To communicate one's insanity is an even braver proposition. And to do so with bits of others' art - vocal music being even more complicated because it is a mixed media - is an exercise in trust. You never preface a quote with, "I want you to sense this," or "listen to the melody just now." The prerequisite to such sharing is a rare combination of open-heartedness and faith. Regardless of how you were made to feel, I feel that Clocks, for example, must have at least radiated to you a little of what I meant by it; the lyrics communicate to me that necessary ambiguity in love, nevertheless - the song sounds like one that I would play were I flying. And therefore, the message is that I err on the side of life, love, the pursuit, whatever. Perhaps this is too much to ask of our little game, but I think not. To quote Robert Frost "It asks a little of us here, it asks of us a certain height." And yet..rather than choose something *like* a star, I *will* choose you, my shining smiley - star. We have love in unending supply; all that is required of us is faith.
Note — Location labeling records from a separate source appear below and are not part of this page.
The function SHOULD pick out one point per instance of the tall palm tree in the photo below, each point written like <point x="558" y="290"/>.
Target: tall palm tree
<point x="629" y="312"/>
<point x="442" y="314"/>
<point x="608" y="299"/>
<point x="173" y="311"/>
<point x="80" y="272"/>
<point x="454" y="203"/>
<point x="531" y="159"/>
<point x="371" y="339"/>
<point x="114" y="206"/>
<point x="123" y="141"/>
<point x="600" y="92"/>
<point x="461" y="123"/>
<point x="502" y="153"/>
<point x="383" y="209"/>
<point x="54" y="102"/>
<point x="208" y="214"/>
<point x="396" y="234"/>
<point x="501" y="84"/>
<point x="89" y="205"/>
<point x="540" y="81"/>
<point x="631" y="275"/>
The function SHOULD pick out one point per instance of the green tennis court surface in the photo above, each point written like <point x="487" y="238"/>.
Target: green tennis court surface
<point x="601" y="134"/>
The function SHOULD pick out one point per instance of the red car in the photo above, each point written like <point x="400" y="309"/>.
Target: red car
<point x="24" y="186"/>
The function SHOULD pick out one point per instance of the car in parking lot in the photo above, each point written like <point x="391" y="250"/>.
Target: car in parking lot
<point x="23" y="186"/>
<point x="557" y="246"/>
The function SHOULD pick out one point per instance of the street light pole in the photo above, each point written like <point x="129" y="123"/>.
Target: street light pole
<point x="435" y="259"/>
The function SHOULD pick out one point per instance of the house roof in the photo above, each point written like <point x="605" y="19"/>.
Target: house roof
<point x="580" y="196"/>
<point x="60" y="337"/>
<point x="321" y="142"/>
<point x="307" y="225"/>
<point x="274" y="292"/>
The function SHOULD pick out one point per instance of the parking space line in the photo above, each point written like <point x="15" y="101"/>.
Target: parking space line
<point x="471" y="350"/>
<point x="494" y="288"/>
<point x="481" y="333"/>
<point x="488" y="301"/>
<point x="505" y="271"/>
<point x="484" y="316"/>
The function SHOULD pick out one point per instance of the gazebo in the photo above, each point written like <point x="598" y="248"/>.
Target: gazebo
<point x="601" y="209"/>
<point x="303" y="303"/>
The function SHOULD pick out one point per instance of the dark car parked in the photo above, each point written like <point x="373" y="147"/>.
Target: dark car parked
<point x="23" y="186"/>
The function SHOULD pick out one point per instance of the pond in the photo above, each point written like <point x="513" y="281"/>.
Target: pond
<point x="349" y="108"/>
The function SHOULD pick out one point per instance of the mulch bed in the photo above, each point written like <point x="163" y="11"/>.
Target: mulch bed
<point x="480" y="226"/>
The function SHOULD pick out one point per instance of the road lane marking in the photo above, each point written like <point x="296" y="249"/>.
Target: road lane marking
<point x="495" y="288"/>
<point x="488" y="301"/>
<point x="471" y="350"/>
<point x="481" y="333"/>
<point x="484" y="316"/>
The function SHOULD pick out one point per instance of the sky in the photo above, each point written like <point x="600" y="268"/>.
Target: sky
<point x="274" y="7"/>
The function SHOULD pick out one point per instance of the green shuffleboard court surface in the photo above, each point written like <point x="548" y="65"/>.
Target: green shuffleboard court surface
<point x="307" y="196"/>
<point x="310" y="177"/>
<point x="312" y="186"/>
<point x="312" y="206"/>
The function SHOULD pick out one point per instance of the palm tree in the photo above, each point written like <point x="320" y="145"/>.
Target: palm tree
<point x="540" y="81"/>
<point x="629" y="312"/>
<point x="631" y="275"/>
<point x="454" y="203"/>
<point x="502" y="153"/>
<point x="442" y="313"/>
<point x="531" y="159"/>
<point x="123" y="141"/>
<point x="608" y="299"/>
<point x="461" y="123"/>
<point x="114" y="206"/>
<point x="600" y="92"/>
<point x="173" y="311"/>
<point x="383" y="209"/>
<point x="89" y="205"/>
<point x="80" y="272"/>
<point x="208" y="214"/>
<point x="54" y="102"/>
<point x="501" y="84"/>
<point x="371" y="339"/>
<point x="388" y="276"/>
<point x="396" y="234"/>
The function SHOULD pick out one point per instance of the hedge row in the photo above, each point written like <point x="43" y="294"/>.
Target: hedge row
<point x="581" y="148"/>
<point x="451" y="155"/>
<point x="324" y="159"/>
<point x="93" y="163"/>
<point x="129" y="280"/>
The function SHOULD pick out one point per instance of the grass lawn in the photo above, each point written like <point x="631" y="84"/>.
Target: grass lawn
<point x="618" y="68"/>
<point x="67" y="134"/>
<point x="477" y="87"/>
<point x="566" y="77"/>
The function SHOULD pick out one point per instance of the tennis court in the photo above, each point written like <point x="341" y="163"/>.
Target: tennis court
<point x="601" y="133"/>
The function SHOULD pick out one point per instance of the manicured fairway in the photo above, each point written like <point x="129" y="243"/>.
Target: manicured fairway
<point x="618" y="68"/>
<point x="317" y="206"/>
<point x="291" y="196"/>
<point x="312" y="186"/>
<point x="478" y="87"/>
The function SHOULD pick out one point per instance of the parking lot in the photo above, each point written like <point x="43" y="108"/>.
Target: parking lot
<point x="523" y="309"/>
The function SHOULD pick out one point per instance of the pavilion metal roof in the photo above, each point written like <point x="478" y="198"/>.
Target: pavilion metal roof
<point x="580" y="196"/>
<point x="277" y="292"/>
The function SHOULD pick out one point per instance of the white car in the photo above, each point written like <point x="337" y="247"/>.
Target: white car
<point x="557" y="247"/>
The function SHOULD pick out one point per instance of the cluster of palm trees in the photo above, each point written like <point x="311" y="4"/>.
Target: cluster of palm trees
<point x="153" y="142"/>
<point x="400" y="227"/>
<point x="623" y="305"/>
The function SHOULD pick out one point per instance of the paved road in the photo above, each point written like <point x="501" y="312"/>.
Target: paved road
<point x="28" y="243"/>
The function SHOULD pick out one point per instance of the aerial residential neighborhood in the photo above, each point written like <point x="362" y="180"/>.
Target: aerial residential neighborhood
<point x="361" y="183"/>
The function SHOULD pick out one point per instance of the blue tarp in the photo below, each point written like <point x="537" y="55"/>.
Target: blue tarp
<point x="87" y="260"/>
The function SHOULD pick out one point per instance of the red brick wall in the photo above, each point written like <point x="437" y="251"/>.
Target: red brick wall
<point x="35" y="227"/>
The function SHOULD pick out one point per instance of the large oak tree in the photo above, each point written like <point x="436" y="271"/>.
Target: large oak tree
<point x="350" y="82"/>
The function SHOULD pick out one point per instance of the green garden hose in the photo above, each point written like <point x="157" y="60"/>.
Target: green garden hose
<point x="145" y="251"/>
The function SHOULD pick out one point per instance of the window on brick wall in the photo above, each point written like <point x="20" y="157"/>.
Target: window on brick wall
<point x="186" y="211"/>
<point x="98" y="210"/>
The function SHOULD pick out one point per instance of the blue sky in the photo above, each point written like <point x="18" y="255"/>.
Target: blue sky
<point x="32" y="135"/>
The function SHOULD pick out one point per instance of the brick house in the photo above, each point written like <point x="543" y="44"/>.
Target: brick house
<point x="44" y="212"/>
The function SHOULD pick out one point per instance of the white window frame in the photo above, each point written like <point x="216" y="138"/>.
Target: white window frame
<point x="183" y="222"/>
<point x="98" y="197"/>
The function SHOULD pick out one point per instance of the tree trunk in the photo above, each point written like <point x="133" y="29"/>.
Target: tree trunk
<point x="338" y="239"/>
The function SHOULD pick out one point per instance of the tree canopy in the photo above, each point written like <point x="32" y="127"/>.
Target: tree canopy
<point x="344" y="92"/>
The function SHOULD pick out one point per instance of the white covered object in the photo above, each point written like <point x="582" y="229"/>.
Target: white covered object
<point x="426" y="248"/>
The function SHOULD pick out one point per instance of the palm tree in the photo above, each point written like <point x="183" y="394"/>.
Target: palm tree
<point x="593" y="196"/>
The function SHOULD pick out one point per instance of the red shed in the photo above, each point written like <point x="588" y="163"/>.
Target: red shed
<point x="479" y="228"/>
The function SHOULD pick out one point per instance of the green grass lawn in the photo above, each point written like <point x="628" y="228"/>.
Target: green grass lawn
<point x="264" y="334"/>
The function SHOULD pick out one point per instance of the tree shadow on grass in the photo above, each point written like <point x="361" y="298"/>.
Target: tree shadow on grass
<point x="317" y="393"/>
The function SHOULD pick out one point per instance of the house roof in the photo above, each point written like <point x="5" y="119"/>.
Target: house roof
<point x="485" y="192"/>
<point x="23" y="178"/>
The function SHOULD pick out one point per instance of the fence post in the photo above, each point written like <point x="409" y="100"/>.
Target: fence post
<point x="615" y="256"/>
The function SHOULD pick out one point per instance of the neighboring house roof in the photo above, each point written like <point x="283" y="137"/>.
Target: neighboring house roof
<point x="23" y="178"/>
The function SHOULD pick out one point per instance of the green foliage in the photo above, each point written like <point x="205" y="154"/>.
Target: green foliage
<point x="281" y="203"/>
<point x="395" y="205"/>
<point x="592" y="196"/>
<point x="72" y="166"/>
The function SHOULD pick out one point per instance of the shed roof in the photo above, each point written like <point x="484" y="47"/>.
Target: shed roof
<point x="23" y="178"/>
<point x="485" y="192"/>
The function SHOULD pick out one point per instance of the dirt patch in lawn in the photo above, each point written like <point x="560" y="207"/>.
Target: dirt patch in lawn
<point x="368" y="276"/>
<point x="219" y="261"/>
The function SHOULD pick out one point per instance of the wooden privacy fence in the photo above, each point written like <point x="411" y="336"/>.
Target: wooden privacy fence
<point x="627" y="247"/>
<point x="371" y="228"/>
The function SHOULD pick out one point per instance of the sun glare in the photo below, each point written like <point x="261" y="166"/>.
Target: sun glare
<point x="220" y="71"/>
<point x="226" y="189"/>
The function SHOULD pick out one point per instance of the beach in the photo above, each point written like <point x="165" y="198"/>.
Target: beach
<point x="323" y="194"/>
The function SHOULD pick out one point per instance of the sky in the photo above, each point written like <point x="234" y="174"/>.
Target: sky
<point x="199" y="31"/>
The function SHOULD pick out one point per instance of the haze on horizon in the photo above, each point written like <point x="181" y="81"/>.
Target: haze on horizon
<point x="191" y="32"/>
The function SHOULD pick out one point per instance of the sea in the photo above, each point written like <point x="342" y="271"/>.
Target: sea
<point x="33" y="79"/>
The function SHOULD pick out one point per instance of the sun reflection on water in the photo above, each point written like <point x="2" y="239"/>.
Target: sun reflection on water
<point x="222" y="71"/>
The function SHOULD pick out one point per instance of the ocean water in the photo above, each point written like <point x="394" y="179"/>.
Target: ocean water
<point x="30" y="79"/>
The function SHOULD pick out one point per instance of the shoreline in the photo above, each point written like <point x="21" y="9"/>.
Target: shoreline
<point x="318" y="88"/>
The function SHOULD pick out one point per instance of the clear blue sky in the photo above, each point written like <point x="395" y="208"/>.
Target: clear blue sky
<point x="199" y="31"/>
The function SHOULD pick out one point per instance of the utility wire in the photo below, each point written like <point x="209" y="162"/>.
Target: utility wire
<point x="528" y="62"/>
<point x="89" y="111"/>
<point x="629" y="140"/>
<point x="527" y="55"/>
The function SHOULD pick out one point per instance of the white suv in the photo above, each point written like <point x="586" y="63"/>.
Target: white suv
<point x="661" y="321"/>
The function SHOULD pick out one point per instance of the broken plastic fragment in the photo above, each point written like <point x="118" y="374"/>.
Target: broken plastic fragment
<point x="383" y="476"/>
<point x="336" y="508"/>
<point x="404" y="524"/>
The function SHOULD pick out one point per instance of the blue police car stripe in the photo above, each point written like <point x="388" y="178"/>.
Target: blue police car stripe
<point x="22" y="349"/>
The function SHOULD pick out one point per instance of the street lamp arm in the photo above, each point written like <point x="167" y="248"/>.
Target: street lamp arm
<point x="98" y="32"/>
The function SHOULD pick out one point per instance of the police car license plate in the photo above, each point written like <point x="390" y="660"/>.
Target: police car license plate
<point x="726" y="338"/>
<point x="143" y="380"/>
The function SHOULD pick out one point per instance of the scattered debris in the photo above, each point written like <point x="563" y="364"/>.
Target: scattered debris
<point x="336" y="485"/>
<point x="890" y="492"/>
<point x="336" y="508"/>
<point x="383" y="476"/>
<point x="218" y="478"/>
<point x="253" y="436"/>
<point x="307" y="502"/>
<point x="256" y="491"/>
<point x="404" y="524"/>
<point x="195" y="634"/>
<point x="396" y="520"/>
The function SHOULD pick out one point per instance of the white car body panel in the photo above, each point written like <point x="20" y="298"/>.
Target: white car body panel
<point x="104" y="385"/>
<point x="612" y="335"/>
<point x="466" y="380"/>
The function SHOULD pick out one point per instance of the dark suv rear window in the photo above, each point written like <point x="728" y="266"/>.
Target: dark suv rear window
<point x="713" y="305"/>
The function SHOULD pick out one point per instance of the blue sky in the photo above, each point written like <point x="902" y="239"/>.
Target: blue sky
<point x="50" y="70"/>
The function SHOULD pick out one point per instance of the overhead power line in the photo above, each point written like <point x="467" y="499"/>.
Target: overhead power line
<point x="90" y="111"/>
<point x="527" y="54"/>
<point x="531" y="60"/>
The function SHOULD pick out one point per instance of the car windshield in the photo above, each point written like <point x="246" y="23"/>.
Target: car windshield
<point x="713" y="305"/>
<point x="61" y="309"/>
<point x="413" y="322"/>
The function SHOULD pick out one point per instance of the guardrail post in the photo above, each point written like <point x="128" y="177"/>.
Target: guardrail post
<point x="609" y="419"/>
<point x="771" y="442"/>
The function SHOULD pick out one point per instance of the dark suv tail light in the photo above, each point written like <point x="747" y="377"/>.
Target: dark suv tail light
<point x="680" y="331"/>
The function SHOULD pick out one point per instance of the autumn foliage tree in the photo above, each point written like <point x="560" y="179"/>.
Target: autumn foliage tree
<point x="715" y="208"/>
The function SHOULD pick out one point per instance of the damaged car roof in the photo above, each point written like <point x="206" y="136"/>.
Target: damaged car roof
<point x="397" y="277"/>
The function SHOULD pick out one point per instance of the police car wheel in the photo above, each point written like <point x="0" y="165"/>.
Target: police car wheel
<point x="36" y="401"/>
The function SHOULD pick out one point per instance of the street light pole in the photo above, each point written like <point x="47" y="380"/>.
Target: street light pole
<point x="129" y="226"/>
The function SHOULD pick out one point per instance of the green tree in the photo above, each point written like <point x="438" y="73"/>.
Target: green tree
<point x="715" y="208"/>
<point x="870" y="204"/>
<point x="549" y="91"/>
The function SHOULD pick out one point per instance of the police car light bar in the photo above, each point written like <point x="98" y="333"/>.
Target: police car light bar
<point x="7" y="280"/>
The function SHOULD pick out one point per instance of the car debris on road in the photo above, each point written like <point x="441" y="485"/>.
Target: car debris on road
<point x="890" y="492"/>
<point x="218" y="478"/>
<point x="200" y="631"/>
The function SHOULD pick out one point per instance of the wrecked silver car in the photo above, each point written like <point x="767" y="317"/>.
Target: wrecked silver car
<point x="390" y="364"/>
On to your fullness of heart...oh it is awful to feel like you've been left with nothing better than cliches and triteness, as though you're to paint a Dali with nothing more than fingerpaint. Between the extremes of silence and banality, there is little guidance. How can you anticipate my reaction sufficiently to write a thing, much less actually experience how my heart feels upon its receipt, to know that you've hit the mark. That requires for *me* then to attempt to communicate it back. Fatalistic as we may be, and as tempting as it may be to see the whole process as one of diminishing returns, I believe we should learn to appreciate rather the exchange of energy, our ever ascending double-helix, to overuse a metaphor...as to your logic, I hope that in time the jubilation at the presence of the signified will further edify your argument.

I sometimes think that fascination must be the most potent human emotion. Other times I feel it must be that complex of emotions that includes fear, guilt, and unworthiness. But this is the nature of existence, is it not? A child reaches out with wide eyes to a glowing candle, and quickly retreats. Lovers rock into each other's bodies and away from eachother, again and again until they reach coitus. The universe expands and contracts....I don't think the universe is noncommittal so much as it creates friction. In the human life, the absense of friction is the absense of anything even remotely inspiring.

We are all unworthy. But would you still turn away the gift that has been offered? You conceivably have years to create for yourself rituals of penance with which to smooth over your perceived iniquity. And be assured that the other party will be doing the same.

I argue again that to me every movement of the arm, every twitch of the eye is as much art at anything else. Thought is art as well, and therefore we are uniquely inbued with the ability to see the art in each other, and, perhaps, even within ourselves. Perhaps that is what separates the 'quick' - we can regard each other.

...that is beautiful. And I don't know about commonality in interpretation but here is my response: such a tension. If you are both looking at the horizon of the other, indeed if you are both looking into each other's eyes, you are not looking at the same place. There should not be one submissive party, so this is the right way. I suppose this is where you have faith in the other person to fill in the gaps where necessary, and in yourself to paint the picture adequately. Have you ever played that game where you draw on your partners back with your finger, and have them guess what it was? I've found that rarely was the guesser correct, but what a divine feeling nevertheless to have the tender attention of the person you love. And as to imagery, I see two people on a high place, locked in an embrace, 360 degrees of possibility expanding around them.

Two last things - you would be wrong to assume that I don't want to hear it, all of it. And I too believe in fairy tales. Your otherworldliness defies the logic of our middle earth.